El fútbol es, en no pocas ocasiones, tremendamente caprichoso. Ayer, pese a que nadie lo deseaba y a que existía un pírrico
6% de posibilidades, el bombo emparejó a
Villarreal y
Sevilla. La eliminatoria será especial porque
España se quedará con un solo representante en la
Europa League, por tratarse de dos equipos de un rendimiento casi gemelo que se conocen a la perfección y que se enfrentarán tres veces en muy pocos días; por contar los castellonenses con un 'crack',
Cheryshev, que no pasó de paquete en
Nervión; y, sobre todo, por estar dirigidos por
Marcelino García Toral.
Resulta extraño, de primeras, que en un club se le guarde tanto cariño a un técnico foráneo que estuvo apenas seis meses en el cargo, que cayó con estrépito en la
ronda previa del torneo continental, ante el
Hannover, y que navegó por la
Liga con mucha más pena que gloria. Es raro. O no. En realidad, el entrañable asturiano tuvo aquí bastante más de
víctima que de
culpable. Se encontró, de súbito, con un plantel diseñado para otro entrenador (el escurridizo y 'loco'
Bielsa), no halló una respuesta a su única petición (
Gio, ese punta que arrastra a los centrales, tan determinante en su sistema), sufrió las bajas durante meses de
Kanouté y
Negredo (con lo que tuvo que jugar con
Manu del Moral muchos partidos como único punta, sin ni siquiera serlo y sin ni siquiera asomarse a la suela de los otros dos) y fue engullido por un vestuario maleducado y tragón, al que tampoco
Míchel supo enderezar y que sólo pudo sanearse mediante demolición.
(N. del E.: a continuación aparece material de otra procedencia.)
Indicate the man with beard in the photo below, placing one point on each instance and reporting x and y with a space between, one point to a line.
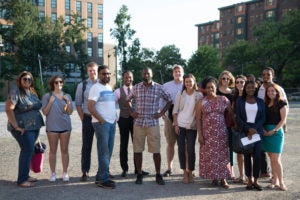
267 77
147 95
125 121
101 104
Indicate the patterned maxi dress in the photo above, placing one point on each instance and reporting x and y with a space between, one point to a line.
214 154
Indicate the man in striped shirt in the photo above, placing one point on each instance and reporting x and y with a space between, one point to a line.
147 95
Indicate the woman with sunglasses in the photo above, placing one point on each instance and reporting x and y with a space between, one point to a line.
226 88
24 122
57 107
238 92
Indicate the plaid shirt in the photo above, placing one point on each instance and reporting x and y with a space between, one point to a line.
147 102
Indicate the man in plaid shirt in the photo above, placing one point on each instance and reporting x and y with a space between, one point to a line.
146 114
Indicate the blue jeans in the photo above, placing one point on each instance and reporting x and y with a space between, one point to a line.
105 134
26 143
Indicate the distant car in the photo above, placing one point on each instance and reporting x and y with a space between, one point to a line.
295 96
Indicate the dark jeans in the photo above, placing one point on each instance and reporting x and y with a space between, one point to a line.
125 127
253 169
26 143
87 143
186 140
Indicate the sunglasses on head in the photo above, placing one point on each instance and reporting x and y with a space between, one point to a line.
27 79
56 82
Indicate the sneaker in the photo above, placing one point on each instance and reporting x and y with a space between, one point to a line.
52 177
159 179
167 173
66 177
107 185
139 179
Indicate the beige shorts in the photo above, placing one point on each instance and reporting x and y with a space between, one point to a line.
170 131
153 138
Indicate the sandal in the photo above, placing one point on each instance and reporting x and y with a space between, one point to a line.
31 179
26 184
282 187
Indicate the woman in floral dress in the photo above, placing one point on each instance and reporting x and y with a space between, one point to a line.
212 134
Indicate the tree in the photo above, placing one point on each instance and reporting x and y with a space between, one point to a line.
122 33
204 62
165 59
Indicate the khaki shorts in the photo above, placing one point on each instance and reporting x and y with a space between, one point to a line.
153 138
170 131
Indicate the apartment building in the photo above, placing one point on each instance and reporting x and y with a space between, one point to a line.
236 21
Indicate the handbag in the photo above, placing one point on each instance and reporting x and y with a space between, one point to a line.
237 145
36 163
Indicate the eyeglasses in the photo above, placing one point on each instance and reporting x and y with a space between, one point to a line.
239 82
56 82
27 79
106 74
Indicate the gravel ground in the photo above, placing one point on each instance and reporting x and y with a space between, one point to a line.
126 188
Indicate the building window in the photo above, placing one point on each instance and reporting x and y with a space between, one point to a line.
89 22
100 38
100 53
78 6
239 31
89 36
53 4
68 19
100 23
41 2
239 20
240 8
270 2
90 51
67 5
41 15
89 7
270 14
53 17
100 9
68 48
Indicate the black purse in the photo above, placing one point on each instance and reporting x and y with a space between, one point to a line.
237 145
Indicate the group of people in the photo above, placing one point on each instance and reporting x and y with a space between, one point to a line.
210 112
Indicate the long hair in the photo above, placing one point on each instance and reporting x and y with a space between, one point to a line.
195 87
19 83
278 97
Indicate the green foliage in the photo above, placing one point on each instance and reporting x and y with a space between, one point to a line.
123 34
204 62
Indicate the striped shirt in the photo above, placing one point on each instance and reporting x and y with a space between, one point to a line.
147 102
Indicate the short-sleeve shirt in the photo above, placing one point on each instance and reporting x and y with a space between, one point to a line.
27 110
57 119
105 102
147 102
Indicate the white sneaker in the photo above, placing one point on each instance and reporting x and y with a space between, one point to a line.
52 177
66 177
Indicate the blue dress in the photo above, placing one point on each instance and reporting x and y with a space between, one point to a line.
273 143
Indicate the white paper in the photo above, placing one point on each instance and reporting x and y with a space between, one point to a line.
246 141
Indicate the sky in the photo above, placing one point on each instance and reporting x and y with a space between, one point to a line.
164 22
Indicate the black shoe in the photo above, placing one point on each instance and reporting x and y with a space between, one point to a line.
159 179
139 179
143 172
107 185
124 174
85 177
167 173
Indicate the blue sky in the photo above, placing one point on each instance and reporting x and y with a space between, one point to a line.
164 22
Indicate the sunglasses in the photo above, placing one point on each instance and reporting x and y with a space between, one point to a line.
106 74
239 82
57 82
27 79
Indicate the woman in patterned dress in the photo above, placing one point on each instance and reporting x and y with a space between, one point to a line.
212 134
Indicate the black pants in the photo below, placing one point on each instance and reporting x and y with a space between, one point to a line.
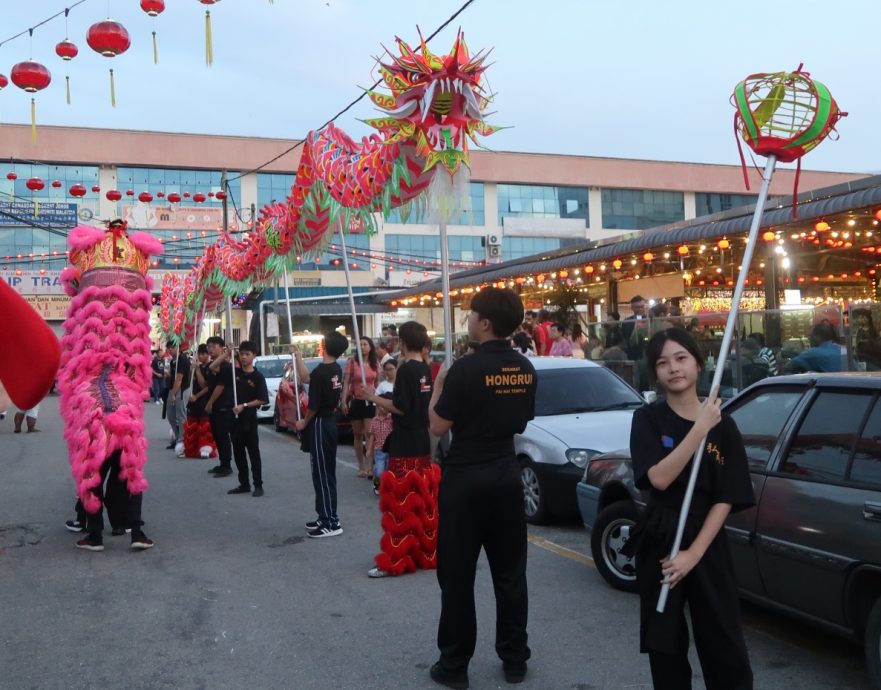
221 422
481 505
323 439
714 605
244 438
126 511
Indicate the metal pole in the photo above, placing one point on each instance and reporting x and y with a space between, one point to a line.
445 292
352 307
287 302
730 329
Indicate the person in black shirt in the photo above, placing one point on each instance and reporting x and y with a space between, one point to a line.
663 439
325 388
198 441
408 487
251 393
179 394
219 405
484 399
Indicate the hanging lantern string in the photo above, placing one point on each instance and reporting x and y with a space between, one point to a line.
39 24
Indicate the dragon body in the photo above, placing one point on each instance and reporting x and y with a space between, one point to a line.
435 106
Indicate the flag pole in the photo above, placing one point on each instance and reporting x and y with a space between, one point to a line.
730 330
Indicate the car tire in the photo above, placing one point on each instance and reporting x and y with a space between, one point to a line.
873 644
609 534
534 505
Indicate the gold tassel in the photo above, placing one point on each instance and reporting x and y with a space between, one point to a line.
209 52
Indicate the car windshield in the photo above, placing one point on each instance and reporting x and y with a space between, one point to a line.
271 368
594 389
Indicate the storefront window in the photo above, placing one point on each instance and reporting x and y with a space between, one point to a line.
638 209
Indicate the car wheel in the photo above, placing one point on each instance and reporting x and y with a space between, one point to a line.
609 534
873 644
533 493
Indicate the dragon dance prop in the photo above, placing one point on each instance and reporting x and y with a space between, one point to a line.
435 107
105 362
781 116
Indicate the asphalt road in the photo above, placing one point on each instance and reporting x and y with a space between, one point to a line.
234 596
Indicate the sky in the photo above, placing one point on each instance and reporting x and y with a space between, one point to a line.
637 79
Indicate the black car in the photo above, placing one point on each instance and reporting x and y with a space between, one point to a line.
811 547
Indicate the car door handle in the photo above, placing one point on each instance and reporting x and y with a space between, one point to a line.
872 510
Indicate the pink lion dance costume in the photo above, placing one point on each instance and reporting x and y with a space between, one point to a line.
105 362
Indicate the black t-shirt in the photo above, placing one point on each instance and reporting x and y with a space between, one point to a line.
180 365
489 396
411 396
223 377
251 386
325 388
724 472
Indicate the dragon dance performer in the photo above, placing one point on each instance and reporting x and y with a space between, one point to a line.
485 399
105 372
408 488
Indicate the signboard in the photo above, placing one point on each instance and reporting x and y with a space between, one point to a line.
16 213
34 282
50 307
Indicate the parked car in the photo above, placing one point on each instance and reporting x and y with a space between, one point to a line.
811 547
285 410
581 410
272 368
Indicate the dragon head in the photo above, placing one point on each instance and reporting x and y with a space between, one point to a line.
436 101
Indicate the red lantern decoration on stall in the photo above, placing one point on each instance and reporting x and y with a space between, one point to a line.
209 49
109 38
31 77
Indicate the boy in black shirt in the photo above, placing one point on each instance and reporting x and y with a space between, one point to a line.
485 399
325 386
219 405
251 393
408 544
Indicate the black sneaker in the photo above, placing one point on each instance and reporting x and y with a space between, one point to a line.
140 542
514 673
93 542
459 681
74 526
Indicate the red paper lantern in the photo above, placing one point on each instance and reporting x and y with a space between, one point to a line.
67 50
31 76
110 39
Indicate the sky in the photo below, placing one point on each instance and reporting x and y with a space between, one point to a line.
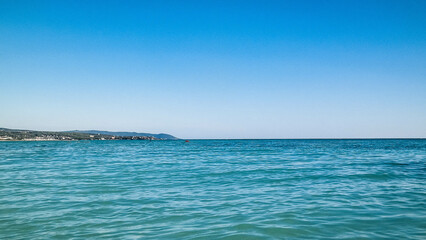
216 69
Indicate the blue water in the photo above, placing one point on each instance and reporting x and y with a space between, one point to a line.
213 189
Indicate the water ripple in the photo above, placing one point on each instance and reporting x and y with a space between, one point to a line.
213 189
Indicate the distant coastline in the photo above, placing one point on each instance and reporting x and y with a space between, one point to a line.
31 135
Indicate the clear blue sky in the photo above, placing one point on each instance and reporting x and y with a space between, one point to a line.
216 69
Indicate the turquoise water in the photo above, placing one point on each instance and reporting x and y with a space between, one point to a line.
213 189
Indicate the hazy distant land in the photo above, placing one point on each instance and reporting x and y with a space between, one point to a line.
31 135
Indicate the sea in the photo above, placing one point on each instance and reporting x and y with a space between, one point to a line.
213 189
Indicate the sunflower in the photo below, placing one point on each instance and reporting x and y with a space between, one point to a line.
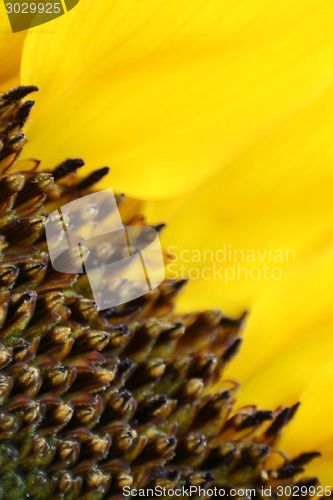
215 117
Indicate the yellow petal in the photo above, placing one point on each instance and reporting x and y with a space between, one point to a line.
274 199
11 46
288 338
311 429
168 92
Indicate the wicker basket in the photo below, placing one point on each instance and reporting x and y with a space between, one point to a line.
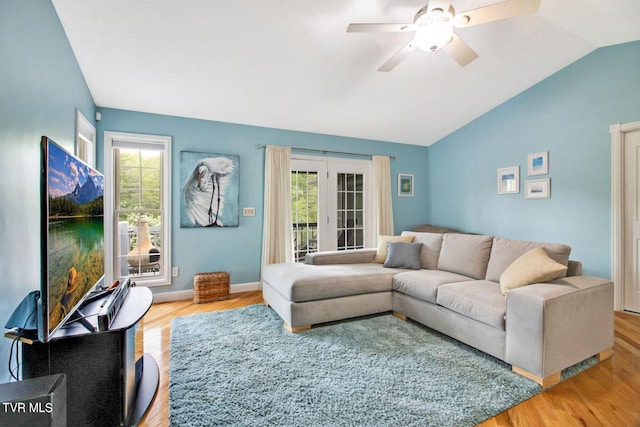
210 286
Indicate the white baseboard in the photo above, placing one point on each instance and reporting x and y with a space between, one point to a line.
188 293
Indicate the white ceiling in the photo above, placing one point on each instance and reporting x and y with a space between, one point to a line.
290 64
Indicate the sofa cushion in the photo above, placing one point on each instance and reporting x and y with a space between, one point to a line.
505 251
403 255
299 282
533 267
424 284
465 254
381 254
480 300
431 245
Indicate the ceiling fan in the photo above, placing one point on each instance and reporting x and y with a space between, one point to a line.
433 27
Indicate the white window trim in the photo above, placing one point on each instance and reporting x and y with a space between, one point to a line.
123 140
85 132
343 165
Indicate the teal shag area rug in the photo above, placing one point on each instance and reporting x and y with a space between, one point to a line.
241 367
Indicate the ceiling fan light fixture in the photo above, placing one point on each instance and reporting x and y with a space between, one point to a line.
434 35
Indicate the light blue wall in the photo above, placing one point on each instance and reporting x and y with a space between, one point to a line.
41 87
569 115
238 248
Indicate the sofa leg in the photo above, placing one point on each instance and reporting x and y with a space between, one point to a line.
296 329
545 382
400 315
605 354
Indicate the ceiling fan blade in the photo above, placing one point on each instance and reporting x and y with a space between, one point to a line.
460 51
438 4
397 58
379 28
496 12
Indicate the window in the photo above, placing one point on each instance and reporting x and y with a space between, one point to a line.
137 203
330 207
85 140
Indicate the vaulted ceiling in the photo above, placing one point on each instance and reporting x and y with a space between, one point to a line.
290 64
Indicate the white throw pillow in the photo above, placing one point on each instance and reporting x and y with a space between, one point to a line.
534 266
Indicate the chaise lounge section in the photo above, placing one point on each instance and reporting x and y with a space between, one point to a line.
482 290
Marcelino no es sólo un notable técnico que sacó al
Villarreal del infierno para instalarlo de nuevo en la elite, donde sigue en pie aún en las tres competiciones; es, para quien ha tenido la suerte de conocerle, un
tipo sin igual e incontaminable en un mundo del fútbol tan caprichoso como turbio y traicionero.